Я прикурил от свечи Моники сигарету Моники, принес из кухни коньяк, а
из передней телефонную книгу и снял трубку. Благодаря Монике с телефоном
тоже все оказалось в порядке. Он был включен. Я услышал отчетливые гудки,
будто где-то вдали билось необъятное сердце, гудки говорили мне в эту
минуту больше, чем шум прибоя, дыхание бури или львиный рык. В них было
заключено все: голос Марии, голос Лео, голос Моники. Я медленно положил
трубку. Теперь это было мое единственное оружие, и скоро я к нему
прибегну. Закатав правую штанину, я осмотрел разбитое колено, ссадины
оказались неглубокими, опухоль сравнительно безобидной, тогда я налил себе
большую рюмку коньяку, выпил половину, а остальное плеснул на больное
колено, потом заковылял на кухню и поставил коньяк в холодильник. Только
тут я вспомнил, что Костерт так и не принес мне бутылку водки, которую я
выговорил. Он, наверное, решил, что из педагогических соображений мне не
следует давать водки, и одновременно сэкономил семь с половиной марок
протестантской церкви. Я еще позвоню ему и потребую, чтобы он перечислил
по почте эту сумму; нельзя допустить, чтобы подлец Костерт так легко
отделался, кроме того, мне действительно нужны деньги. Пять лет я
зарабатывал гораздо больше, чем мне полагалось тратить, и все же деньги
уплыли. Конечно, я мог бы побыть в разряде тех, кто получает
"тридцать-пятьдесят-марок-за-выход", пусть только как следует заживет
колено, сам по себе разряд меня не смущает, в дрянных балаганах публика
куда приятней, чем в варьете. Все дело в том, что меня не устраивают
тридцать - пятьдесят марок в день; номера в дешевых гостиницах слишком
тесные, и когда репетируешь, то натыкаешься на столы и на шкафы; я считаю
также, что ванна - не предмет роскоши, а такси - не мотовство, особенно
если таскаешь с собой пять чемоданов.
Я снова вынул коньяк из холодильника и отпил глоток прямо из горлышка.

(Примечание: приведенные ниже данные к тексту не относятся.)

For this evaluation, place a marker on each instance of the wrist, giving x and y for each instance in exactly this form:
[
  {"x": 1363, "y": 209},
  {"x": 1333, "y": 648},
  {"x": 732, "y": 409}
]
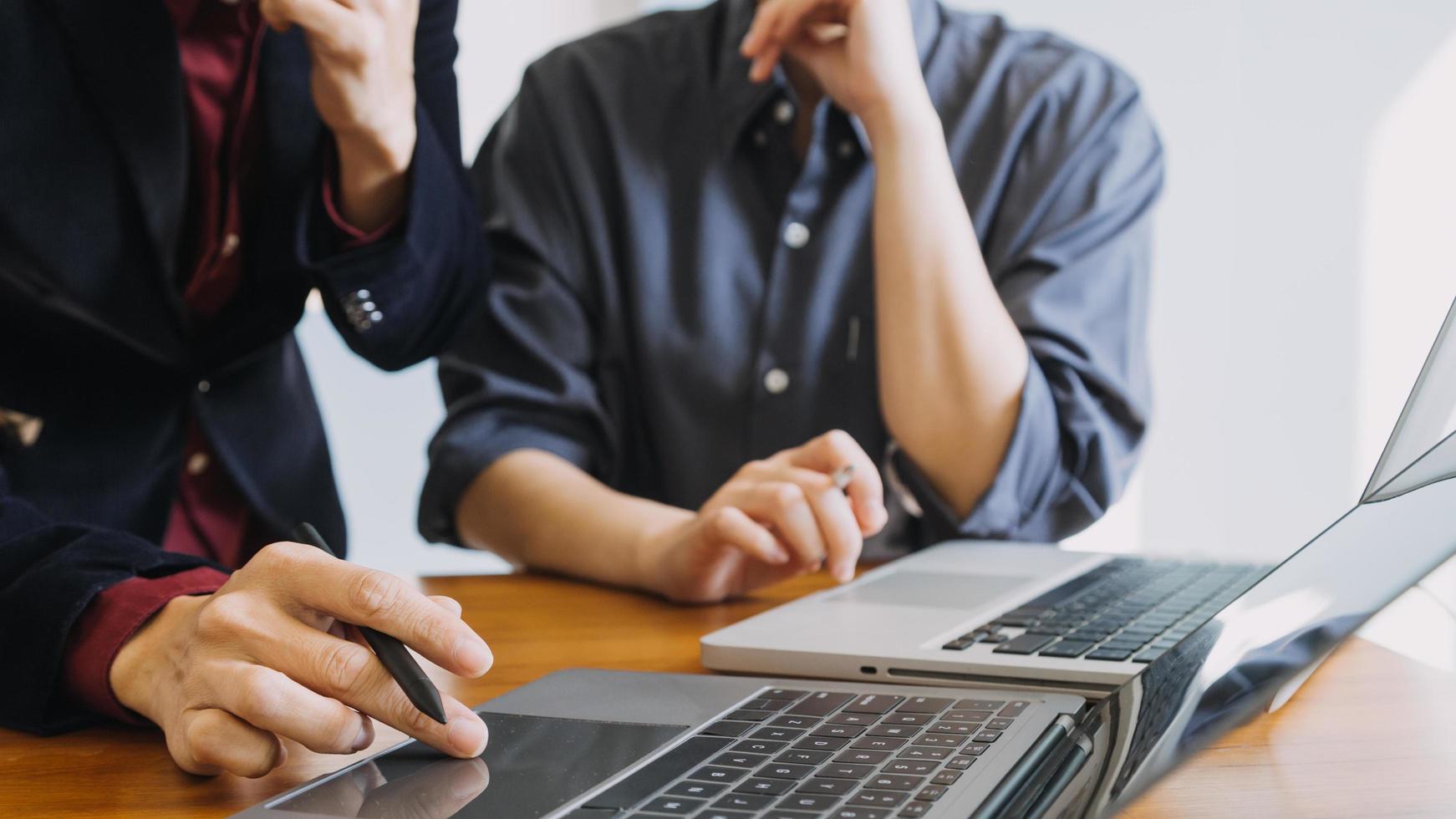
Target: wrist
[
  {"x": 900, "y": 118},
  {"x": 654, "y": 547},
  {"x": 372, "y": 174},
  {"x": 140, "y": 671}
]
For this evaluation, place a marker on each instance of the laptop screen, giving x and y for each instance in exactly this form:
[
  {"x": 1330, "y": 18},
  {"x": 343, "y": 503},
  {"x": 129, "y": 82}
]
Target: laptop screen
[{"x": 1270, "y": 638}]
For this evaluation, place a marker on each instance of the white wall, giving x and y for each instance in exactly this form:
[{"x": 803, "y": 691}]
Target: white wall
[{"x": 1299, "y": 255}]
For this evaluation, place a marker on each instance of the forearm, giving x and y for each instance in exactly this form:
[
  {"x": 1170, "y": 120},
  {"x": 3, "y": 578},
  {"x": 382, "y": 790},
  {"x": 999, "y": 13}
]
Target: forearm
[
  {"x": 953, "y": 363},
  {"x": 539, "y": 510}
]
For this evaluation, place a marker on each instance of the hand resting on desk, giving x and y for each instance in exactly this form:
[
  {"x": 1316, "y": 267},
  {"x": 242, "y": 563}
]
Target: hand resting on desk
[{"x": 227, "y": 674}]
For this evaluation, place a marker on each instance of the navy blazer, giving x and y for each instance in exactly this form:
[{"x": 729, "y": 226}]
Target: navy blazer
[{"x": 99, "y": 365}]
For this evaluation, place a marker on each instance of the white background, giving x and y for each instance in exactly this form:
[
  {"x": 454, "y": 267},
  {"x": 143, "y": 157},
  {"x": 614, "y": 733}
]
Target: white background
[{"x": 1302, "y": 261}]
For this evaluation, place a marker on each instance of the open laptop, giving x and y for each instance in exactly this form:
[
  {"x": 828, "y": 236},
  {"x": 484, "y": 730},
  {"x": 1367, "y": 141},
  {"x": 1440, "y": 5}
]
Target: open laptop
[
  {"x": 598, "y": 744},
  {"x": 970, "y": 613}
]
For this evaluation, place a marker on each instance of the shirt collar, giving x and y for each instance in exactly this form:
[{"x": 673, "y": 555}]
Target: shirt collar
[{"x": 740, "y": 99}]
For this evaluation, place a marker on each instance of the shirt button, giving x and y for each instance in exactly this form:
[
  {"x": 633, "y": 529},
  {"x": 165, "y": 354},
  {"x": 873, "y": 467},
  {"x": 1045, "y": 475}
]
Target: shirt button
[
  {"x": 197, "y": 465},
  {"x": 796, "y": 235},
  {"x": 775, "y": 381}
]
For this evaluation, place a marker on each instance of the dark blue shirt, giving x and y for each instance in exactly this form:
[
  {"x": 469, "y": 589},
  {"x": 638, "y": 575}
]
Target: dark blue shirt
[{"x": 675, "y": 292}]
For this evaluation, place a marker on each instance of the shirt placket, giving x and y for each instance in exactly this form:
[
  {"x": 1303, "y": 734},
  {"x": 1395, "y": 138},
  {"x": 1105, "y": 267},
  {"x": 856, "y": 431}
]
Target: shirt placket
[{"x": 784, "y": 390}]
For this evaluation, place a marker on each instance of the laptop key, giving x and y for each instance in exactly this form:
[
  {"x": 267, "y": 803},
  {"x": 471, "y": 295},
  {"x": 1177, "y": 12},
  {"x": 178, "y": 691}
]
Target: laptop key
[
  {"x": 1014, "y": 709},
  {"x": 802, "y": 757},
  {"x": 833, "y": 787},
  {"x": 874, "y": 705},
  {"x": 922, "y": 752},
  {"x": 894, "y": 730},
  {"x": 745, "y": 801},
  {"x": 924, "y": 705},
  {"x": 846, "y": 730},
  {"x": 759, "y": 746},
  {"x": 910, "y": 767},
  {"x": 878, "y": 797},
  {"x": 659, "y": 773},
  {"x": 675, "y": 805},
  {"x": 716, "y": 774},
  {"x": 941, "y": 740},
  {"x": 820, "y": 703},
  {"x": 1024, "y": 644},
  {"x": 894, "y": 781},
  {"x": 845, "y": 771},
  {"x": 776, "y": 734},
  {"x": 878, "y": 742},
  {"x": 736, "y": 760},
  {"x": 863, "y": 757},
  {"x": 696, "y": 791},
  {"x": 749, "y": 715},
  {"x": 820, "y": 744},
  {"x": 808, "y": 801},
  {"x": 976, "y": 706},
  {"x": 784, "y": 771},
  {"x": 1067, "y": 649},
  {"x": 765, "y": 786},
  {"x": 971, "y": 716},
  {"x": 728, "y": 729},
  {"x": 931, "y": 793}
]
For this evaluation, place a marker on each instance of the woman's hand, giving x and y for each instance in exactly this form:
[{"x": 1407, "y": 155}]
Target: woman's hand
[{"x": 227, "y": 674}]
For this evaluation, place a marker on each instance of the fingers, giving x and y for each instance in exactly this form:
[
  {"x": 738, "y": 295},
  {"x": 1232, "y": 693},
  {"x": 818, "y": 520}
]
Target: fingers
[
  {"x": 353, "y": 675},
  {"x": 366, "y": 597},
  {"x": 270, "y": 700},
  {"x": 211, "y": 740},
  {"x": 836, "y": 450},
  {"x": 328, "y": 22},
  {"x": 730, "y": 526}
]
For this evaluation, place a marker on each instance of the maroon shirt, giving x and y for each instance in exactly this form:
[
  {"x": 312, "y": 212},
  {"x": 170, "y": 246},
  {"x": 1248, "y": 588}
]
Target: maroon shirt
[{"x": 219, "y": 44}]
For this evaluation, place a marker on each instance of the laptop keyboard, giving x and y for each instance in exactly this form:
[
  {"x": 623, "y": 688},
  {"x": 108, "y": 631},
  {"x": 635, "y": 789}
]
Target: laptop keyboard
[
  {"x": 790, "y": 754},
  {"x": 1124, "y": 610}
]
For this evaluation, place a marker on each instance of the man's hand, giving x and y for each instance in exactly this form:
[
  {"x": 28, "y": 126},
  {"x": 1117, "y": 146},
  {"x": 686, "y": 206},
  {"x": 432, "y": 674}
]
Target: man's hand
[
  {"x": 861, "y": 51},
  {"x": 771, "y": 521},
  {"x": 226, "y": 675},
  {"x": 364, "y": 89}
]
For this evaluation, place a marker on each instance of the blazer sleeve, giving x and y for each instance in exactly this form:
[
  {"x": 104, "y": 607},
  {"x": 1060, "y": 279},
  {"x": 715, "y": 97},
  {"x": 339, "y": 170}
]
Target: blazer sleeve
[
  {"x": 50, "y": 572},
  {"x": 400, "y": 298}
]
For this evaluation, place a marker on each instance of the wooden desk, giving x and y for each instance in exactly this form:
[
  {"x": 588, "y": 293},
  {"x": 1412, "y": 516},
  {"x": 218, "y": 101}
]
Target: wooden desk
[{"x": 1372, "y": 734}]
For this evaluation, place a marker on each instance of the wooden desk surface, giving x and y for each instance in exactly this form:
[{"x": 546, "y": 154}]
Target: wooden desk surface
[{"x": 1372, "y": 734}]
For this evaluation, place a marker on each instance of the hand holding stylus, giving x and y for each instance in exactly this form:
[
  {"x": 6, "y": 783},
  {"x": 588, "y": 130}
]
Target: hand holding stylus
[{"x": 227, "y": 675}]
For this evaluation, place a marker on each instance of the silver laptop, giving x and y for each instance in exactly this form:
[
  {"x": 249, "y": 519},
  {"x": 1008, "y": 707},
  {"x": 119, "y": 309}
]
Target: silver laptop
[
  {"x": 970, "y": 613},
  {"x": 606, "y": 745}
]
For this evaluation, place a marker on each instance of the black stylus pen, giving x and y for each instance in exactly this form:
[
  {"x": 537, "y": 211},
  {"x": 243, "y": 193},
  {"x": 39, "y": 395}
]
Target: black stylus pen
[{"x": 389, "y": 650}]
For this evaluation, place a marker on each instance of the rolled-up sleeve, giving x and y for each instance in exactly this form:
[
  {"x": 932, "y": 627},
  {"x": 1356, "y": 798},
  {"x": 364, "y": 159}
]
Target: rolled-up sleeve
[
  {"x": 522, "y": 374},
  {"x": 1071, "y": 257}
]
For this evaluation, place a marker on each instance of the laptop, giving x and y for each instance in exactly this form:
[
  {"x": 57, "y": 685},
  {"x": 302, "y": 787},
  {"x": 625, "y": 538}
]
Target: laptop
[
  {"x": 606, "y": 745},
  {"x": 971, "y": 613}
]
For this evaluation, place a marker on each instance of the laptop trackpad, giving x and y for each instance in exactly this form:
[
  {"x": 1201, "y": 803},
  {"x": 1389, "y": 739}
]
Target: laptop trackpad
[
  {"x": 530, "y": 767},
  {"x": 934, "y": 591}
]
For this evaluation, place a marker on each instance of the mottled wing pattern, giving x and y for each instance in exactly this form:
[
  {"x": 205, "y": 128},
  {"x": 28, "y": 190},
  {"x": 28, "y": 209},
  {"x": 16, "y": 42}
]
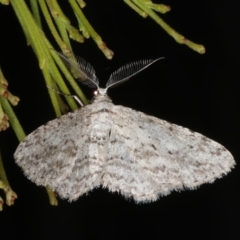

Нет, я не пьяница. Но с тех пор как ушла Мария, спиртное успокаивает меня;
кроме того, я успел отвыкнуть от денежных затруднений, и то
обстоятельство, что у меня осталась всего-навсего одна марка и что я не
вижу никаких возможностей значительно увеличить эту сумму в ближайшем
будущем, явно тревожило меня. Единственное, что я мог продать - это
велосипед, но, если я решусь стать бродячим фокусником, велосипед мне
очень пригодится, он заменит и такси и поезда. В дарственной на квартиру
было заранее оговорено, что я не имею права ни продать, ни сдать ее внаем.
Так всегда бывает, когда подарки делают богатые люди. В их подарках
обязательно какая-нибудь заковычка. Мне удалось пересилить себя - я не
стал больше пить, - пошел в столовую и раскрыл телефонную книгу.